Ein weiterer Teil der Bandenabrede war, dass zwischen den von den Angeklagten geführten Unternehmen Scheinmietverträge geschlossen wurden. Auch diese Mietverträge dienten allein dem Zweck, im Rahmen der Beantragung von Corona-Hilfen höhere Ausgaben vorzutäuschen, um höhere Auszahlungen zu erhalten. Der Scheincharakter der diversen Geschäfte wurde durch ein aufwändiges Rechnungs- und Zahlungskarussell unter Einbindung weiterer Unternehmen verschleiert.
Die Angeklagten stellten dabei Anträge auf Überbrückungshilfe bei allen Programmen (Corona-Soforthilfe, Novemberhilfe, Dezemberhilfe, Überbrückungshilfen I, II, III, III Plus, IV), die der Staat zur Unterstützung von Gewerbetreibenden und Selbständigen während der Corona-Pandemie aufgelegt hatte. Das Antragsvolumen betrug insgesamt über 6 Mio. Euro, wovon 1,7 Mio. zur Auszahlung kamen. Die Angeklagten haben sich dabei teilweise in hohem Ausmaß persönlich bereichert. Zwei der Angeklagten nutzten die Hilfszahlungen beispielsweise zum Erwerb je eines Porsche.
Der äußerst komplexe und umfangreiche Sachverhalt konnte in nur 7 Hauptverhandlungstagen aufgeklärt waren, weil sich die Angeklagten geständig zeigten.
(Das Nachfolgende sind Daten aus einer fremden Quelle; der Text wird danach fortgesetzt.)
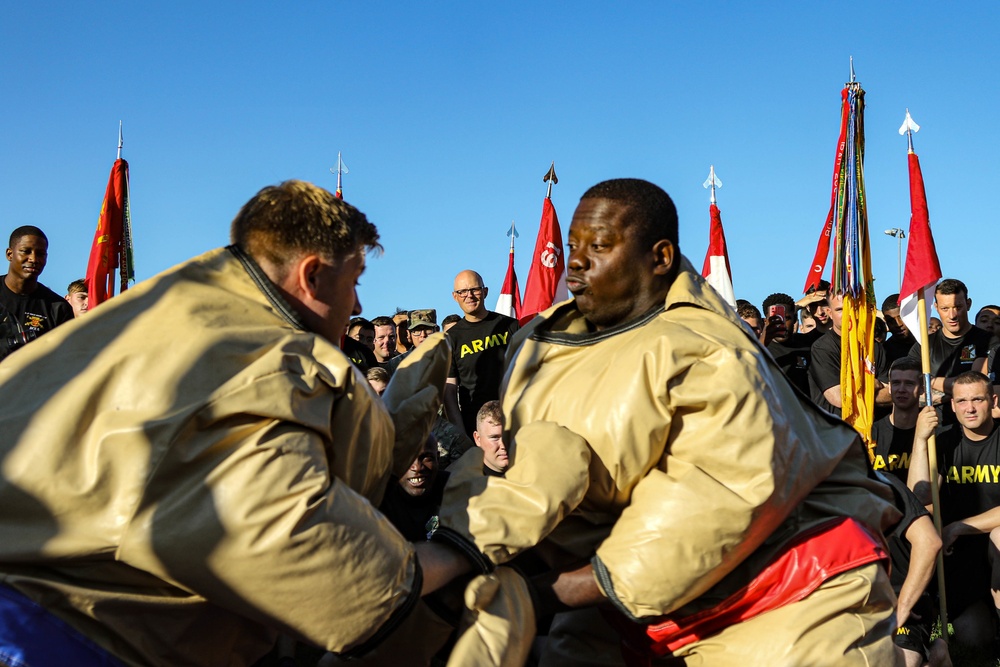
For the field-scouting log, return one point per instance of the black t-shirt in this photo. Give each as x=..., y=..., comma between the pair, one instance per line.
x=897, y=347
x=951, y=357
x=893, y=446
x=970, y=472
x=477, y=355
x=29, y=315
x=410, y=514
x=824, y=371
x=794, y=356
x=360, y=356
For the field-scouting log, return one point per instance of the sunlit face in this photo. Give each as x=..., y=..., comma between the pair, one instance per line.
x=385, y=341
x=79, y=301
x=335, y=299
x=365, y=336
x=973, y=405
x=470, y=294
x=489, y=438
x=420, y=334
x=419, y=478
x=894, y=322
x=954, y=312
x=906, y=388
x=27, y=257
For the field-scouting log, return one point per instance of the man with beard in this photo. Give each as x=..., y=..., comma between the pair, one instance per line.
x=28, y=308
x=666, y=469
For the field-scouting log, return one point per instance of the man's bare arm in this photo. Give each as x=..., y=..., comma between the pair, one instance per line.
x=925, y=545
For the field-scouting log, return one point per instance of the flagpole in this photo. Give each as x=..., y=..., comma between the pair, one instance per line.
x=550, y=178
x=909, y=126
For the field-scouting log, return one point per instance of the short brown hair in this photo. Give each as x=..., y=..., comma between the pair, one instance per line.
x=286, y=220
x=975, y=377
x=490, y=411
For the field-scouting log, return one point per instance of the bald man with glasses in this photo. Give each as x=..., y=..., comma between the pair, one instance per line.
x=479, y=341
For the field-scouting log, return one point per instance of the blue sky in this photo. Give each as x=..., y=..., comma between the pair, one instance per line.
x=448, y=115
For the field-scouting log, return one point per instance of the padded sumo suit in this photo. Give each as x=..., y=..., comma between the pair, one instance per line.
x=187, y=471
x=728, y=520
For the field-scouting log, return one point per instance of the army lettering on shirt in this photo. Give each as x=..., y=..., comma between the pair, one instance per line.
x=477, y=354
x=892, y=448
x=971, y=473
x=483, y=344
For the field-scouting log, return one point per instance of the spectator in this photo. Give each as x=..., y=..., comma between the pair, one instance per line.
x=901, y=340
x=893, y=435
x=378, y=378
x=207, y=481
x=824, y=371
x=478, y=344
x=958, y=347
x=385, y=339
x=28, y=308
x=792, y=351
x=749, y=314
x=362, y=331
x=76, y=297
x=402, y=321
x=969, y=456
x=817, y=303
x=411, y=502
x=489, y=438
x=422, y=324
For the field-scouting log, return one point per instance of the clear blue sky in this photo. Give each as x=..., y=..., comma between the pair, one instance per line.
x=448, y=115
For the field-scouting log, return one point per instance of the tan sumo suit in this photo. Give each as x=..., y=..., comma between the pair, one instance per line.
x=187, y=471
x=672, y=452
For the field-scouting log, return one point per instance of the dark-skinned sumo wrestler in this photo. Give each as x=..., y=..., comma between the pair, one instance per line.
x=669, y=475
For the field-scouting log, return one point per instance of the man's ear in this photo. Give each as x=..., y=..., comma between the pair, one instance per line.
x=303, y=278
x=663, y=257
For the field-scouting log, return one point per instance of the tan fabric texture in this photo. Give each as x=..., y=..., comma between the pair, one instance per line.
x=703, y=460
x=186, y=472
x=498, y=625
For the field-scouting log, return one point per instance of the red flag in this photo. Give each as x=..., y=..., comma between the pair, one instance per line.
x=509, y=303
x=716, y=268
x=545, y=279
x=922, y=270
x=110, y=247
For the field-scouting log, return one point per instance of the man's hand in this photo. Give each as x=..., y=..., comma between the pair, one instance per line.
x=927, y=423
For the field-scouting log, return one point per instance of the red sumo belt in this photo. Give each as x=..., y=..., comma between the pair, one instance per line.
x=832, y=548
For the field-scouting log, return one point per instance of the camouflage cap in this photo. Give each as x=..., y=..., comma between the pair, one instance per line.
x=423, y=318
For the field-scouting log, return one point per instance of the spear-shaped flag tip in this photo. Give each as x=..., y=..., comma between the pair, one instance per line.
x=908, y=124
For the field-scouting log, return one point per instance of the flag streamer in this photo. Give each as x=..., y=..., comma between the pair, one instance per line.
x=851, y=273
Dies hat die Kammer bei allen Angeklagten bei der Strafzumessung erheblich zu ihren Gunsten berücksichtigt. Bei zwei Angeklagten kam hinsichtlich einzelner Taten auch eine Strafrahmenmilderung wegen Aufklärungshilfe (§ 46b StGB) zur Anwendung. Zu Gunsten würdigte die Kammer darüber hinaus, dass keiner der Angeklagten vorbestraft war und sie sich um Schadenswiedergutmachung bemüht hatten.
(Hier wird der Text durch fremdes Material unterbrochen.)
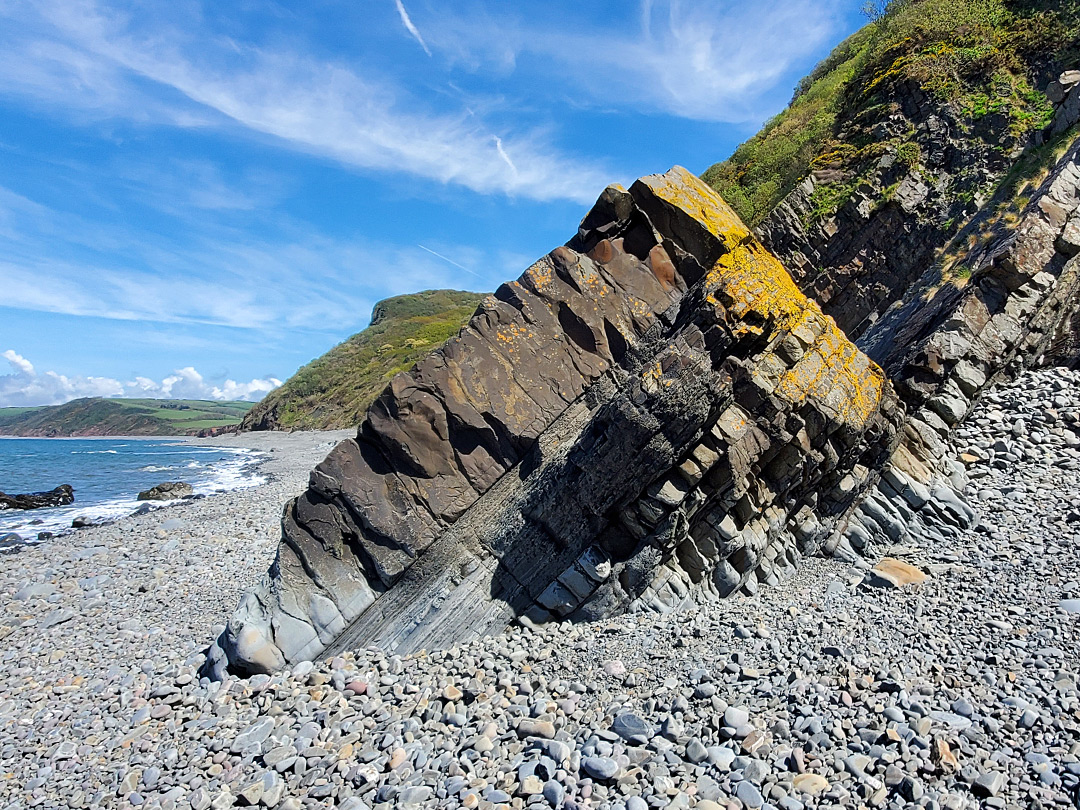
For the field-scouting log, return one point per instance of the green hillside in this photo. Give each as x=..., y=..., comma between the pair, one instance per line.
x=98, y=417
x=983, y=57
x=335, y=390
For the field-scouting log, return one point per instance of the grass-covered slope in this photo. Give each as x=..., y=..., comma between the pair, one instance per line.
x=983, y=57
x=335, y=390
x=98, y=417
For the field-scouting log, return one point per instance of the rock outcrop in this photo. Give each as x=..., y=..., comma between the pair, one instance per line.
x=166, y=491
x=650, y=410
x=905, y=205
x=651, y=414
x=62, y=496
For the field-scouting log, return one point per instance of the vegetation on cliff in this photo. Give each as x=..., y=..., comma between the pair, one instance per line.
x=335, y=390
x=982, y=58
x=99, y=417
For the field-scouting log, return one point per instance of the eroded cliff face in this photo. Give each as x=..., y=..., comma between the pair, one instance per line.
x=650, y=412
x=653, y=414
x=902, y=208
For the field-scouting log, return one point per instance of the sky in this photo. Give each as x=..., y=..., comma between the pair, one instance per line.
x=199, y=198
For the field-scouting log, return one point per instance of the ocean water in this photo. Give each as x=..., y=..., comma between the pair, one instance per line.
x=107, y=474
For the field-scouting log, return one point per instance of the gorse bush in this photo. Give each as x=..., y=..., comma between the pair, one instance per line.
x=980, y=56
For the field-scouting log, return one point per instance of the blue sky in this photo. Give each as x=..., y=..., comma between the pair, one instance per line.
x=196, y=199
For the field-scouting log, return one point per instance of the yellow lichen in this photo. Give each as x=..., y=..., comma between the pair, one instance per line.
x=751, y=285
x=685, y=191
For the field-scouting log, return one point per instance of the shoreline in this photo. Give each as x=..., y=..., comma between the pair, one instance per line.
x=819, y=691
x=269, y=455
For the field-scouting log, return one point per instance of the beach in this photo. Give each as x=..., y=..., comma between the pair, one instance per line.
x=823, y=691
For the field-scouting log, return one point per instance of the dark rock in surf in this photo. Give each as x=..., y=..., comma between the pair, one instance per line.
x=62, y=496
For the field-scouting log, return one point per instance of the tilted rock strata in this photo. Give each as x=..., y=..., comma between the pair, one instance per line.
x=860, y=260
x=651, y=409
x=943, y=351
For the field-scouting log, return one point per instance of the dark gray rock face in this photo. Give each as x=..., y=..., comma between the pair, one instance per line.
x=62, y=496
x=863, y=258
x=166, y=491
x=651, y=412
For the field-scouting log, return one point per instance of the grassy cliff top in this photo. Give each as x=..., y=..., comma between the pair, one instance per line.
x=100, y=417
x=335, y=390
x=982, y=57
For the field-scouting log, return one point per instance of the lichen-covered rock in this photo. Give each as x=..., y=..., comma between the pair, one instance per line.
x=651, y=413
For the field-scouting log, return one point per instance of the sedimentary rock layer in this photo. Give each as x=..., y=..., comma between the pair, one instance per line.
x=650, y=409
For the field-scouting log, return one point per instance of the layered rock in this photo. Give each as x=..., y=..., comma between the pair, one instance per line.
x=862, y=258
x=650, y=410
x=948, y=343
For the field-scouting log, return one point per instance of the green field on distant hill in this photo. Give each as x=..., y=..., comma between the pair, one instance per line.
x=334, y=390
x=99, y=417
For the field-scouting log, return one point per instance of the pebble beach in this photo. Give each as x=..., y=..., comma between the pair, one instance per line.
x=827, y=690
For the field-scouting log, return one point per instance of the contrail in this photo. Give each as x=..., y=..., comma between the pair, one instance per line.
x=407, y=22
x=451, y=261
x=502, y=153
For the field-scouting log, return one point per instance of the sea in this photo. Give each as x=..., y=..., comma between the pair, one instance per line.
x=107, y=474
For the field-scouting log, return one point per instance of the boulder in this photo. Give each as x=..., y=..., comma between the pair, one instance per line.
x=166, y=491
x=62, y=496
x=651, y=413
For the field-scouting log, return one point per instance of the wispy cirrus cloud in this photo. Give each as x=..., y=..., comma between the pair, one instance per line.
x=25, y=387
x=407, y=22
x=77, y=56
x=703, y=61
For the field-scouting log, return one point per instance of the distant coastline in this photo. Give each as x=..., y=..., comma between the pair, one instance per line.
x=88, y=418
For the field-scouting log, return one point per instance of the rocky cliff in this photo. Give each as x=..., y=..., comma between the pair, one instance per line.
x=651, y=410
x=658, y=412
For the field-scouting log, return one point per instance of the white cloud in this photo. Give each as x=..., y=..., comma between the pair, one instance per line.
x=25, y=387
x=704, y=59
x=219, y=275
x=77, y=56
x=407, y=22
x=21, y=364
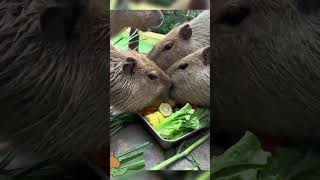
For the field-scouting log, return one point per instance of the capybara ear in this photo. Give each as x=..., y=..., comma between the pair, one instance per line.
x=309, y=6
x=185, y=32
x=128, y=67
x=206, y=55
x=58, y=22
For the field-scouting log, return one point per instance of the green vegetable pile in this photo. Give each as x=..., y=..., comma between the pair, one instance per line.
x=131, y=159
x=247, y=161
x=183, y=121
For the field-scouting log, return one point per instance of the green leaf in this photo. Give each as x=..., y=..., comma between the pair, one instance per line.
x=245, y=158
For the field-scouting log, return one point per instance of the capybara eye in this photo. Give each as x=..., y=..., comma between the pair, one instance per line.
x=168, y=46
x=234, y=15
x=152, y=76
x=183, y=66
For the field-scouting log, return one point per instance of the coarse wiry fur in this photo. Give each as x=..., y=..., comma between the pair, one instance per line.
x=53, y=91
x=267, y=68
x=142, y=20
x=136, y=91
x=192, y=84
x=200, y=38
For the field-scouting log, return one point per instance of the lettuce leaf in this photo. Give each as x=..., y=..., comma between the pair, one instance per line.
x=182, y=122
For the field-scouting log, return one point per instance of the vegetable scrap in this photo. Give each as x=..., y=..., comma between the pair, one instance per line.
x=171, y=124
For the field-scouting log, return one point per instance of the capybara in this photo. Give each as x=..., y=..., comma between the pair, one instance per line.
x=135, y=81
x=266, y=76
x=142, y=20
x=53, y=76
x=182, y=40
x=191, y=78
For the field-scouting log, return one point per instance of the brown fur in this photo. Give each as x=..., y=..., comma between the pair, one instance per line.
x=191, y=5
x=142, y=20
x=136, y=91
x=53, y=88
x=200, y=38
x=193, y=83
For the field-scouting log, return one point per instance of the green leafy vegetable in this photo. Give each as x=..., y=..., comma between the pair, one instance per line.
x=183, y=154
x=242, y=161
x=131, y=159
x=247, y=161
x=182, y=122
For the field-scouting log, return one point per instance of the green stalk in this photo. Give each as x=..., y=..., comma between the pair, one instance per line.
x=185, y=153
x=204, y=176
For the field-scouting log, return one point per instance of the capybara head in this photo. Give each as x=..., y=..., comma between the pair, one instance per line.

Zu ihren Lasten wertete die Kammer die hohe kriminelle Energie, die insbesondere dadurch zum Ausdruck kam, dass für das betrügerische Geschäftsmodell spezielle Firmen gegründet wurden, wodurch es möglich wurde, im großen Ausmaß unberechtigte Corona-Hilfen nicht nur für die eigenen Firmen, sondern auch für Firmen Dritter zu generieren. Die staatlichen Hilfszahlungen seien überwiegend nicht zur Aufrechterhaltung eines laufenden Betriebs, sondern zur persönlichen Bereicherung erlangt worden.
Die Vorsitzende betonte, dass die Tatsache, dass staatliche Überbrückungshilfen vergleichsweise einfach zu erlangen waren und vorgesehene Sicherungssysteme – wie die Einschaltung von Steuerberatern als prüfenden Dritten – teilweise durch eigenes kriminelles Tun unterlaufen werden konnten, nicht zugunsten der Angeklagten gewürdigt werden konnte. Die Angeklagten hätten sich in einer akuten Notsituation, wo unbürokratische Hilfen ausdrücklich wünschenswert sind, auf Kosten der Allgemeinheit bereichert.
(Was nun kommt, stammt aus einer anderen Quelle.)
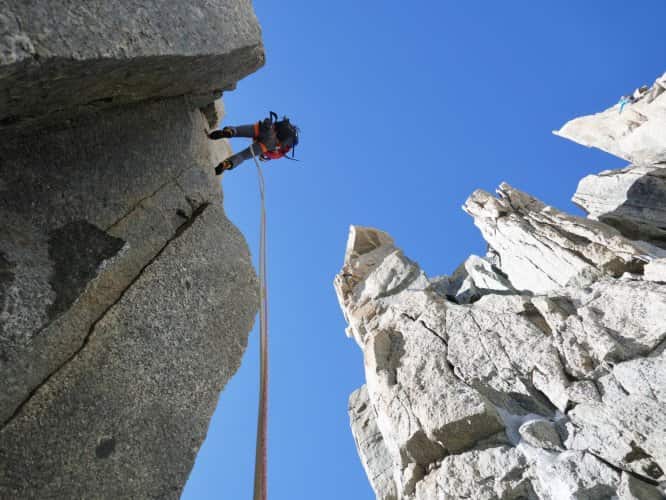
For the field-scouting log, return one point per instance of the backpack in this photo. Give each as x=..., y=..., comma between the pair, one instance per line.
x=287, y=135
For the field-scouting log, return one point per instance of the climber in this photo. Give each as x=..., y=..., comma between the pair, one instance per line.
x=273, y=139
x=624, y=100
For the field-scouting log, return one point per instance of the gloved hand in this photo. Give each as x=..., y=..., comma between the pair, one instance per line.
x=225, y=165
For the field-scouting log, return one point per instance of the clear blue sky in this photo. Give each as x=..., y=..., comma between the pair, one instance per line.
x=405, y=108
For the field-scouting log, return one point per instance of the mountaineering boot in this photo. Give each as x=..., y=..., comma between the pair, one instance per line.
x=225, y=133
x=225, y=165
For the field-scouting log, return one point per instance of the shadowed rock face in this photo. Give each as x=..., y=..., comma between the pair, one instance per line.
x=537, y=371
x=60, y=60
x=126, y=295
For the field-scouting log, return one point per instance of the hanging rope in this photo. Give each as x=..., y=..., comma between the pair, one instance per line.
x=260, y=459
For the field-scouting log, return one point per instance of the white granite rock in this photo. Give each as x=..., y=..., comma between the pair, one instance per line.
x=494, y=473
x=656, y=270
x=631, y=199
x=635, y=134
x=628, y=427
x=370, y=444
x=542, y=249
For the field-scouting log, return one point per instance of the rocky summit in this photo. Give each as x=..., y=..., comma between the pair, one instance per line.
x=126, y=295
x=539, y=369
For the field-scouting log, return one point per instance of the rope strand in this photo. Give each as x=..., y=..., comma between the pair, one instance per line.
x=260, y=460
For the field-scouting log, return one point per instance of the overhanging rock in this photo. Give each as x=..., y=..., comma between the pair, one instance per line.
x=58, y=60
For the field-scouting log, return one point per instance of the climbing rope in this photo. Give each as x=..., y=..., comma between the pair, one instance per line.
x=260, y=459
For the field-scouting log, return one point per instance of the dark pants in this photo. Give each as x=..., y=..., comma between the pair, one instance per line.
x=262, y=133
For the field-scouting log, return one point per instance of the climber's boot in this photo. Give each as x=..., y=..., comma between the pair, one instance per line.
x=225, y=165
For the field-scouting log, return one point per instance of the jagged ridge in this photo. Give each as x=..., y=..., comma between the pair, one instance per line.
x=538, y=370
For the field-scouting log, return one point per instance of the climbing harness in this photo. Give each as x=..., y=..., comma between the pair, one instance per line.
x=260, y=460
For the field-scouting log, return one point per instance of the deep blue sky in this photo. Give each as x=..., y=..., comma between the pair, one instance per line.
x=405, y=108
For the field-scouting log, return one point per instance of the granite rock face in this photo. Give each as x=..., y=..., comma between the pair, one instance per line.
x=537, y=371
x=126, y=295
x=60, y=60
Die in unterschiedlicher Höhe verhängten Gesamtfreiheitsstrafen bzgl. der einzelnen Angeklagten erklären sich aus der unterschiedlichen Anzahl der jeweils verwirklichten Taten und persönlichen Strafzumessungserwägungen wie dem Maß der persönlichen Bereicherung.
Die Haftbefehle wurden nach Maßgabe des Urteils aufrechterhalten, jedoch gegen Auflagen außer Vollzug gesetzt. Gegen den Angeklagten S. war der Haftbefehl bereits zuvor außer Vollzug gesetzt worden, auch dieser Haftbefehl wurde nach Maßgabe des Urteils aufrechterhalten.
Das Urteil ist nicht rechtskräftig. Den Angeklagten und der Staatsanwaltschaft steht das Rechtsmittel der Revision zu, das binnen einer Woche ab heute eingelegt werden müsste.